In 1978, the family moved to Bloomfield, Michigan. They purchased a lot on Forstway and Big Beaver Road, taking on one of their most exciting adventures: building their family home.

“Our sons, for the most part, had engineering backgrounds,” said Roger.

It was not easy but building their home turned out to be one of the most incredible and joyful accomplishments that any family could experience.

Betty was very inspirational through the entire build, though Roger still remembers her initial reaction.

“She told me, ‘You’ve been building machines throughout your career. What do you know about building a home?’” Explained Roger.

Roger enjoyed being active throughout his life and still does. He always has a project in hand. Anything where he can communicate, organize, supervise, entertain, pray, laugh, dance, sing or joke he wants to be a part of.

“I’ve got a joke or song for anything,” said Roger.

At Fox Manor, Roger attends as many activities as possible and will tell you that Fox Manor offers so many options: chimes, choir, movies, shopping, exercise routines and many other programs.

“I sent an email to Robin Mcclintock (Director of Fox Manor) about the amazing exercise program here.

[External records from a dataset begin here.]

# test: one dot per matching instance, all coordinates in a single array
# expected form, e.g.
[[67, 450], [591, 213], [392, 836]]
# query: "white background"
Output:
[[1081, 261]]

Tammy (Fox’s Activities Director) puts us through sixty-five different motions in our exercise program and unbelievably she has at least that many other activities for us to do throughout the year,” said Roger.

Roger’s daughter was the one most responsible for his becoming a resident of Lourdes Senior Community. She researched and found relatives that had lived at Lourdes before and they raved about it.

“I love it here,” said Roger. “I love the way it is managed. I love the staff. It doesn’t feel like they work here. They love their work and act more like volunteers than employees. Fox Manor of Lourdes Senior Community is a special gift to the lives of seniors. Lourdes is living, life and love.”